Preterm is defined as babies who are born before completing 37 weeks of pregnancy. These children have higher rates of cerebral palsy, sensory deficits, learning disabilities and respiratory illnesses compared with children who are born after a full term, according to WHO.

"We are learning from the literature and studies like this that premature infants do not necessarily grow best tucked away in an incubator," said Joanne Loewy, head of the Louis Armstrong Center for Music and Medicine at Beth Israel Medical Center in New York.

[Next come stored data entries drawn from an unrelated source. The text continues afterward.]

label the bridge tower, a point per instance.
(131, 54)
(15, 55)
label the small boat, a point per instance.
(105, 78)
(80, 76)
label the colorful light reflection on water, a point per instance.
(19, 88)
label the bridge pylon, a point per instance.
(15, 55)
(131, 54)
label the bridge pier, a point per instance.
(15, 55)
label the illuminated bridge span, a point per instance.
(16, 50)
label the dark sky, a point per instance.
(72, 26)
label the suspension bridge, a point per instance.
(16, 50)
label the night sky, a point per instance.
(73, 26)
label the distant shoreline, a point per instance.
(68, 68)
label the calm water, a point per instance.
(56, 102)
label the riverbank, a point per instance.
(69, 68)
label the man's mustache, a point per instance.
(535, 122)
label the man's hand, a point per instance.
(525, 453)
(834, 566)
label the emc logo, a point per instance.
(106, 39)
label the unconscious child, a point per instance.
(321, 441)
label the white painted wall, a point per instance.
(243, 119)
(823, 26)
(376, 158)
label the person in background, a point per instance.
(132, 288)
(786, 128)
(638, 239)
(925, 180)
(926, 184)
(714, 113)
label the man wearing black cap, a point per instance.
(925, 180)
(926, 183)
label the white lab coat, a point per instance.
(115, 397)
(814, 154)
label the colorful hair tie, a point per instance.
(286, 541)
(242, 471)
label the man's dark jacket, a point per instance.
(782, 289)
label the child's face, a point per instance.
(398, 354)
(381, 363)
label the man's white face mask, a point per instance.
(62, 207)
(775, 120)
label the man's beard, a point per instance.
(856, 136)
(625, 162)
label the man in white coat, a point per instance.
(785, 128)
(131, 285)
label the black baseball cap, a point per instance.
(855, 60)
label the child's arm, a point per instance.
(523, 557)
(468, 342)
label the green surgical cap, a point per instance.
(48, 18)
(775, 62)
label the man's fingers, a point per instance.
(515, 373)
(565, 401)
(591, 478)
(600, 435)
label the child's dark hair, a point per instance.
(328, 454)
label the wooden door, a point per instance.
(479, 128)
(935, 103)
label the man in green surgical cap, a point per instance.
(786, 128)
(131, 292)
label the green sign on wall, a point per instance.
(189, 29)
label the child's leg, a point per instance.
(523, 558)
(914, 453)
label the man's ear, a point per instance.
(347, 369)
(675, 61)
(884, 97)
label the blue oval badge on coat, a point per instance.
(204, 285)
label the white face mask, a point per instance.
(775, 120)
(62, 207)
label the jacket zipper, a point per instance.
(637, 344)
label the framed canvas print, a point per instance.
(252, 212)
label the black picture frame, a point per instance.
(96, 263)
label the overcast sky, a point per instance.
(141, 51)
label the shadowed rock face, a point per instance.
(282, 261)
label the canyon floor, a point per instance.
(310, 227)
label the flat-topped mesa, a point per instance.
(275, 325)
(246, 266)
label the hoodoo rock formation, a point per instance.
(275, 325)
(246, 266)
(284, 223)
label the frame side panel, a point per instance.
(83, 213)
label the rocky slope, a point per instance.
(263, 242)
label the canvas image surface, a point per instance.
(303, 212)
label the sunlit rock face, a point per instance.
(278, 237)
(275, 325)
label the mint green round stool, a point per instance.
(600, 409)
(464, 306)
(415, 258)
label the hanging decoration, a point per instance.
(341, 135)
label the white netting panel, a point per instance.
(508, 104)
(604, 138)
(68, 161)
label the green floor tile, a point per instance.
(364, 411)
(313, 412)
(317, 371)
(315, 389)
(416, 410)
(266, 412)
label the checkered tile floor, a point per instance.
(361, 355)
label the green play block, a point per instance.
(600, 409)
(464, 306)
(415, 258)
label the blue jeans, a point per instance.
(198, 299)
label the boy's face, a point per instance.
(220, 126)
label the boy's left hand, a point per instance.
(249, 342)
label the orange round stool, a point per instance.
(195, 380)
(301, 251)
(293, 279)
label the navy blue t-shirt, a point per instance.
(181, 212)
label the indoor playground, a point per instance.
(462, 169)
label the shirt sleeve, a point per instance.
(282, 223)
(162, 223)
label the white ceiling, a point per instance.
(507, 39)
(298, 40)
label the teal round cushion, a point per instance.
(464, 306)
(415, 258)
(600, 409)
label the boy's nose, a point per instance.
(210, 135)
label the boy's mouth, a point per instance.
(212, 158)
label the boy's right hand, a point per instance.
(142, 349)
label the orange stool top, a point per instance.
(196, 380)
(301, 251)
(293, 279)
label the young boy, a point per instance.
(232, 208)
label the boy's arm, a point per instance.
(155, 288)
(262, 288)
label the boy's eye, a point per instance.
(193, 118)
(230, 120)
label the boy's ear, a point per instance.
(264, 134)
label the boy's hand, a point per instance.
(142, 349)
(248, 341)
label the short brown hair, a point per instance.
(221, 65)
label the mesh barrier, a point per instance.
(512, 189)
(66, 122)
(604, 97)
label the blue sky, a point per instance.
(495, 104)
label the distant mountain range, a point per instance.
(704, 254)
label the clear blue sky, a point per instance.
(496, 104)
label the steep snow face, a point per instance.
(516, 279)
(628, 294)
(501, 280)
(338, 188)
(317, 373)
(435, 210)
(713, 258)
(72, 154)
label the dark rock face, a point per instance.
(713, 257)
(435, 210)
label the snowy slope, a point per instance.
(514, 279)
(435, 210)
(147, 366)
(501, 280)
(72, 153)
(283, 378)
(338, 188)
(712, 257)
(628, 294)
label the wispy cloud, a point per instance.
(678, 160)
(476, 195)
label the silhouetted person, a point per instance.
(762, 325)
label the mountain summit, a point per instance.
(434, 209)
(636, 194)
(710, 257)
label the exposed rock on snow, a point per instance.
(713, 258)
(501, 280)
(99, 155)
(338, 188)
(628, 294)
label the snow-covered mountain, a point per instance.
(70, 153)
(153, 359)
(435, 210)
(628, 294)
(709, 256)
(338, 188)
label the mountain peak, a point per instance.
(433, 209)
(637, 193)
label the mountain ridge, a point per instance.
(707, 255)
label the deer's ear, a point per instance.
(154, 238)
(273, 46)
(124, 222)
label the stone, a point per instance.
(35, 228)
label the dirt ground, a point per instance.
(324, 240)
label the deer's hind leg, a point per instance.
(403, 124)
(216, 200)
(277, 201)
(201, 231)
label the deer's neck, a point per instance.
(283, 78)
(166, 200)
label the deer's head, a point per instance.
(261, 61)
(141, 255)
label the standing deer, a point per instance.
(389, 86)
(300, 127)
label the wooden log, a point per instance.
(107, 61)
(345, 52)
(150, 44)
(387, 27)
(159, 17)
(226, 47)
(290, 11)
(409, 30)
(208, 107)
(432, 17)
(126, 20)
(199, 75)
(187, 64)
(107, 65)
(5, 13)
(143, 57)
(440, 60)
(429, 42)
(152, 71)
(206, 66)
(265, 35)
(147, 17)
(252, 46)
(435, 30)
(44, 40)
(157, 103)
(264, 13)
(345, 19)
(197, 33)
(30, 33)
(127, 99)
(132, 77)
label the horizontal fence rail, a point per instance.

The present study from Louis Armstrong Center for Music and Medicine at Beth Israel Medical Center found that playing certain music can positively influence the baby's health. There have been other studies in the past that have also looked at the association between music and early language acquisition.

The current study included 272 infants in 11 hospital neonatal intensive care units (NICUs). Researchers found that music provided by a certified music therapist can improve baby's heart rate and breathing, while noise can negatively affect the baby's health.

Lullabies were found to strengthen the emotional bond between parents and the baby, especially lullabies that were culturally relevant. These lullabies also helped parents cope with their baby's health issues.

"The singing is extremely important because it represents familiarity - the baby heard the mother and father's voice as early as 16 weeks plus you have melody and rhythm in song," Loewy told Reuters.

The study is published in the journal Pediatrics.

An estimated 15 million babies are born preterm each year, and this number is increasing, according to the World Health Organization. Also, an estimated 1.1 million babies die annually from preterm birth complications.

In the U.S., premature birth occurs in 8 to 10 percent of all pregnancies, says Medline Plus.